Outre la suppression ou la modification de certaines niches, le gouvernement envisage de revoir à la hausse les taux d'imposition pour améliorer le rendement de l'IRPP. À l'exception de l'impôt sur les sociétés, dont il est prévu qu'il baisse de 5 %, cette logique d'augmentation a vocation à s'appliquer, avec la réforme, à de nombreuses autres taxes : la TGC, la taxe sur les plus-values immobilières, la CCS, la contribution foncière, la redevance routière ou encore la micro-taxe sur les transactions financières. 

De quoi laisser augurer d'une hausse conséquente du niveau de prélèvements obligatoires. D'autant que "depuis plusieurs années, le ralentissement très sensible de la croissance calédonienne induit une baisse des recettes.
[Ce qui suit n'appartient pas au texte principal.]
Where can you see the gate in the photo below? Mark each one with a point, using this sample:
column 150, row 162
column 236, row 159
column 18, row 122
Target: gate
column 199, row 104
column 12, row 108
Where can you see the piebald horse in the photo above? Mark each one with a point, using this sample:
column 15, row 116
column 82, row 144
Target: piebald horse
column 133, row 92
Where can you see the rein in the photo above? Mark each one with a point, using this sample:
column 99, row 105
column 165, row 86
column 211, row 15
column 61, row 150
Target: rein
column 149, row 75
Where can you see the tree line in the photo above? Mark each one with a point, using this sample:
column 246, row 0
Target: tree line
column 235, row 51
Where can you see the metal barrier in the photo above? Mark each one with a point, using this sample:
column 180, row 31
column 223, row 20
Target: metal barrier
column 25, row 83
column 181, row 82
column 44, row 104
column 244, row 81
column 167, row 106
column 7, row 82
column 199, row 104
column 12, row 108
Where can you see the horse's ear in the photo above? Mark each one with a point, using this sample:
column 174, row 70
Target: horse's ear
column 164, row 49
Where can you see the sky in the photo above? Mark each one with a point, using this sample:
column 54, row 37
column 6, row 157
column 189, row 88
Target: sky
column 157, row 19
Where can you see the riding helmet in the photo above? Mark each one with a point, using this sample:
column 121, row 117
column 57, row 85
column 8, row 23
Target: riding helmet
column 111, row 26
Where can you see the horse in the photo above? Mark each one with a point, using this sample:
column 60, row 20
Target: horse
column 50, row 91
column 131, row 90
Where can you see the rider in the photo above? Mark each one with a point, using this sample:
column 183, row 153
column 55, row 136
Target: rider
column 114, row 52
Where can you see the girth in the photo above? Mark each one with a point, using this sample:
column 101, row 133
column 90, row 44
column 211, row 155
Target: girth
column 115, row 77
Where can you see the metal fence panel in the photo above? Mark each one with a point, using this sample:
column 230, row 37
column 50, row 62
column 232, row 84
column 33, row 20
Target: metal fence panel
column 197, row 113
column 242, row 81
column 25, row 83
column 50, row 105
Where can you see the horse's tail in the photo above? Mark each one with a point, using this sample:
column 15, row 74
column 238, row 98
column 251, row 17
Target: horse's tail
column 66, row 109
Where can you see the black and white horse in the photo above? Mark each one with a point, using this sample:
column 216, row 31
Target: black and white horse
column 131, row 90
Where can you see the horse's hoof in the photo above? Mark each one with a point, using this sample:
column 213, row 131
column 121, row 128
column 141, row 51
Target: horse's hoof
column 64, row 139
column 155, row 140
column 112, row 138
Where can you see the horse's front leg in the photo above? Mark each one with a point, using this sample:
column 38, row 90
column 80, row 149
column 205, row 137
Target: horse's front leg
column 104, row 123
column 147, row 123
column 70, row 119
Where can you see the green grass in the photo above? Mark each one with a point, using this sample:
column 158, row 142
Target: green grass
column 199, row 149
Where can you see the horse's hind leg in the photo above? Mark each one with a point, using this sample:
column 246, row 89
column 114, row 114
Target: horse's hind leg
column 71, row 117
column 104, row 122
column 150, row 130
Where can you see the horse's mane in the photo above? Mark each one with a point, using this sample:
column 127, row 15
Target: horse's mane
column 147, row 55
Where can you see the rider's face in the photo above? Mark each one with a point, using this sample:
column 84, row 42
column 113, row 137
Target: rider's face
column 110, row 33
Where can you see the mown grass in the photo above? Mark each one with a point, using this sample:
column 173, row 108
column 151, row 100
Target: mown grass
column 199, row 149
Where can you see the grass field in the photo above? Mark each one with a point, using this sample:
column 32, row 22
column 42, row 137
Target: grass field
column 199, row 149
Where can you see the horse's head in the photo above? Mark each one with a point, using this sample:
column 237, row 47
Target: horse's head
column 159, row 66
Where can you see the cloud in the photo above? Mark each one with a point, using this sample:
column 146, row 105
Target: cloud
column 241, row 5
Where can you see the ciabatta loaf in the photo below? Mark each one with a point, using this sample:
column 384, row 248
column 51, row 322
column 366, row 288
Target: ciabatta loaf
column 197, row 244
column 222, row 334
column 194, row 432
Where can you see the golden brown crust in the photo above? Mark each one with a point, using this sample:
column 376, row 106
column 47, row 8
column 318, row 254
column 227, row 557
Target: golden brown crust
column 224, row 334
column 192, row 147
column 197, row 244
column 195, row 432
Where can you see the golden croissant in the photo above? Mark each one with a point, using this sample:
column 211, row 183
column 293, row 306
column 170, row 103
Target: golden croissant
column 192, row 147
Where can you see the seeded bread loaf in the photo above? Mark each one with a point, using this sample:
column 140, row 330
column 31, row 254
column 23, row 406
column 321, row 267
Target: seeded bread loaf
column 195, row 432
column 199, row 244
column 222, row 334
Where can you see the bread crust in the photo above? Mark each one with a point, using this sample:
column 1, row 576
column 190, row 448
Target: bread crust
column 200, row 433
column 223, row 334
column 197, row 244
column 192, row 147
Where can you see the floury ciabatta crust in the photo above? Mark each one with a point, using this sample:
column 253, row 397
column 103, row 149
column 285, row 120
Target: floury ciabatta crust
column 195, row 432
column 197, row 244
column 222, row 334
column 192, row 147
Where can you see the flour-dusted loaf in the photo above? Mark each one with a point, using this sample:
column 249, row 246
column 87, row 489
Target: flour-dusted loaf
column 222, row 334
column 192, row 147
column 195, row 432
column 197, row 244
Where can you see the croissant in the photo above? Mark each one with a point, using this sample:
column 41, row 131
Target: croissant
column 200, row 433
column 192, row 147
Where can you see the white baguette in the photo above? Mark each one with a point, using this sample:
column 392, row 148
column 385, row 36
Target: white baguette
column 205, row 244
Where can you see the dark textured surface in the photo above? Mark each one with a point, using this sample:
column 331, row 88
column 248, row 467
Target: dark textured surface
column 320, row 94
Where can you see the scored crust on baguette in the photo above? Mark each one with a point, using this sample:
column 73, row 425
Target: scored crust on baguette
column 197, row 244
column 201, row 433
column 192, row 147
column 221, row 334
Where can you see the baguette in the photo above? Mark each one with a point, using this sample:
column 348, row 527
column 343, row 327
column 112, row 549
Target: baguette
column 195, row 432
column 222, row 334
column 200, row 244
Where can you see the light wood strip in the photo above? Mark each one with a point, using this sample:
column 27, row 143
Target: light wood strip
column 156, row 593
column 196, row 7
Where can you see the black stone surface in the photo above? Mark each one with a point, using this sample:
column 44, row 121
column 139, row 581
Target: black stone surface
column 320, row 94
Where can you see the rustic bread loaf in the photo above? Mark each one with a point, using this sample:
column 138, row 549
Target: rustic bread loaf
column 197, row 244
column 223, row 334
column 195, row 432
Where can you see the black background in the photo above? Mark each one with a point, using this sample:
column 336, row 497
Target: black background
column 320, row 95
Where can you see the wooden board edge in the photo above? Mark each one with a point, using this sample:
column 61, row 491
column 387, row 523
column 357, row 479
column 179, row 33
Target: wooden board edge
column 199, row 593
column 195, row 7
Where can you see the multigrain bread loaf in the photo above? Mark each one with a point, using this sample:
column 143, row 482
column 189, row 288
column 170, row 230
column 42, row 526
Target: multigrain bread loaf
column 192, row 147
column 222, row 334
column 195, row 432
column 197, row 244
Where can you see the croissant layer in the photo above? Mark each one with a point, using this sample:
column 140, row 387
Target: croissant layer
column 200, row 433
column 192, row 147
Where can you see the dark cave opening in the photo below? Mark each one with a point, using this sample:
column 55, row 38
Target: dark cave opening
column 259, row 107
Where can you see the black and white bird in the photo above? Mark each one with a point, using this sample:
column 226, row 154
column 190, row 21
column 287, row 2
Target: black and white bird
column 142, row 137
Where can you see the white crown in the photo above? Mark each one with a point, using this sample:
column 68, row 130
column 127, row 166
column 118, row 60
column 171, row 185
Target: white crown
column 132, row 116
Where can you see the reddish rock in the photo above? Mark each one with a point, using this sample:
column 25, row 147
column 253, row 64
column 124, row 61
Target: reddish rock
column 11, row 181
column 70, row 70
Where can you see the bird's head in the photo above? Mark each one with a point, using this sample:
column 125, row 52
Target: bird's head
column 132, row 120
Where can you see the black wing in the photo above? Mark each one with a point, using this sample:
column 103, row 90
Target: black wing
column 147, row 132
Dans le même temps, les dépenses ne cessent d'augmenter. Pour couvrir cette différence, il faudra forcément augmenter le taux de prélèvement", prédit Olivier Sudrie.

En d'autres termes, le modèle calédonien risque fort de se rapprocher encore du modèle métropolitain, avec les limites que cela peut impliquer. Gaël Lagadec, maître de conférences en sciences économiques, ne mâche pas ses mots. "Pour moi, en France, on est au bout de ce système. On additionne tout ce qui ne va pas : l'endettement, les records de prélèvement, de dépenses publiques et malgré tout des services publics dont tout le monde est de plus en plus mécontent. Pour faire simple : le contribuable n'en a pas pour son argent", fustige l'ancien président de l'UNC.